When searching the web for American poets, Walt Whitman is one of the first names to appear. Born on this day more than 200 years ago, Whitman came from modest means and little formal education. He worked as a journalist before publishing his first and most famous work, Leaves of Grass, in 1855. He then spent the majority of his career revising this collection of poems until his death in 1892.
Among American poets of the 19th century, Whitman was unique in his use of free verse. He chose to write in emphatic lists and repetitive phrases, rather than perfect meter and rhyme. These departures from fixed form allowed Whitman to communicate on behalf of the common man he believed himself to be.
He wrote of democracy and individuality, but also of a shared humanity. He wanted to see his country united, especially after witnessing its fragmentation upon Lincoln’s election to office and the Civil War. He even volunteered in medical field units during the war.
In honor of what would have been his 203rd birthday, we have reprinted a few excerpts from some of Whitman’s most famous works. The pieces below are hopeful and optimistic, cherishing our places as people on this Earth. Today, let us celebrate Whitman as he no doubt would have celebrated us.
Song of Myself - 20
I exist as I am, that is enough,
If no other in the world be aware I sit content,
And if each and all be aware I sit content.
One world is aware and by far the largest to me, and that is myself,
And whether I come to my own to-day or in ten thousand or ten million years,
I can cheerfully take it now, or with equal cheerfulness I can wait.
I Sing the Body Electric - 6
Do you know so much yourself that you call the meanest ignorant?
Do you suppose you have a right to a good sight, and he or she has no right to a sight?
Do you think matter has cohered together from its diffuse float, and the soil is on the surface, and water runs and vegetation sprouts,
For you only, and not for him and her?
O Me! O Life!
Oh me! Oh life! of the questions of these recurring,
Of the endless trains of the faithless, of cities fill’d with the foolish,
Of myself forever reproaching myself, (for who more foolish than I, and who more faithless?)

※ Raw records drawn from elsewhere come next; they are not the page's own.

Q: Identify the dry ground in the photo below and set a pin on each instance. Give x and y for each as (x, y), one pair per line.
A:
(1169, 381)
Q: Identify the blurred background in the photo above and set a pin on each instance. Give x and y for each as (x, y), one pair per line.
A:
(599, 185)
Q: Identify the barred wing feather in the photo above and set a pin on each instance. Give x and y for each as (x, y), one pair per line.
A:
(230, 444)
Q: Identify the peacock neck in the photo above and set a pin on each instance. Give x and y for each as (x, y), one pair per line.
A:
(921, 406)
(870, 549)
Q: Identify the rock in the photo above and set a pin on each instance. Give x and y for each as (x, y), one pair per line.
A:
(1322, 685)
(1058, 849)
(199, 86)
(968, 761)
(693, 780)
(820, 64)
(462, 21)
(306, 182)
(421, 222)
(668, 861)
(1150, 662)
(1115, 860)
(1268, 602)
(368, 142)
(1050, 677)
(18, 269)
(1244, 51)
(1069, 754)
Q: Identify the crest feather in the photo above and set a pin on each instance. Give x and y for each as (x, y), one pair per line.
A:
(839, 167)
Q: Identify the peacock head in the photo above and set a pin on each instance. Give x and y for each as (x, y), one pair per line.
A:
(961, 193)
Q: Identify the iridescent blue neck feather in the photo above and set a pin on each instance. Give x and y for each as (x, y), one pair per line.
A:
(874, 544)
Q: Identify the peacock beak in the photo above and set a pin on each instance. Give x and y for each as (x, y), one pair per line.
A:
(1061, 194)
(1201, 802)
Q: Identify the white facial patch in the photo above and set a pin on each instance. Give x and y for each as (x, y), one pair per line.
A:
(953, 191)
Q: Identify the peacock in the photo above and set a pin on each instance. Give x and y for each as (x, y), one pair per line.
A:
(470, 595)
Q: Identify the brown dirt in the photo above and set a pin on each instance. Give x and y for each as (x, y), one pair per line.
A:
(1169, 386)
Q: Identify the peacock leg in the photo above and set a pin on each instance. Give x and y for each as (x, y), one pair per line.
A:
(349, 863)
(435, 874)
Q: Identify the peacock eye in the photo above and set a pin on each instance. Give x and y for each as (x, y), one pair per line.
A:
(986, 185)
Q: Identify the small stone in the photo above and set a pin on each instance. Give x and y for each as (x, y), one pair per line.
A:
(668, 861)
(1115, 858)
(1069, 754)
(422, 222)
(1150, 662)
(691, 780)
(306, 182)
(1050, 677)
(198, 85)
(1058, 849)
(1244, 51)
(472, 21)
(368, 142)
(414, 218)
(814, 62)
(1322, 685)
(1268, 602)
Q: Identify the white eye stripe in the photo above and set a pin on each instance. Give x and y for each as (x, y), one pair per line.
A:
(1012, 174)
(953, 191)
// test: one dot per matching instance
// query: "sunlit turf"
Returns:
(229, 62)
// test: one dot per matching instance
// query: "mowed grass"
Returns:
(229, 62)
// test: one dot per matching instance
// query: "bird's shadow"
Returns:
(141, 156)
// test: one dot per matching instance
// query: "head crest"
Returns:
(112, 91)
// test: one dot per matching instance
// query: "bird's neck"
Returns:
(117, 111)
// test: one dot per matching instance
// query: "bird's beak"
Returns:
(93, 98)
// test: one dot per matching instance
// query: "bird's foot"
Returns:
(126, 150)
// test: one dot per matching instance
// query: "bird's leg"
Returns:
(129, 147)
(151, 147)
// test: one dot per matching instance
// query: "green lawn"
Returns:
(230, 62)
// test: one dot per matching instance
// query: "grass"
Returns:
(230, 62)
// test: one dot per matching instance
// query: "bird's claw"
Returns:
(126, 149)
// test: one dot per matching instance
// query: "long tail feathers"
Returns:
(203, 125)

Of eyes that vainly crave the light, of the objects mean, of the struggle ever renew’d,
Of the poor results of all, of the plodding and sordid crowds I see around me,
Of the empty and useless years of the rest, with the rest me intertwined,
The question, O me! so sad, recurring—What good amid these, O me, O life?
That you are here—that life exists and identity,
That the powerful play goes on, and you may contribute a verse.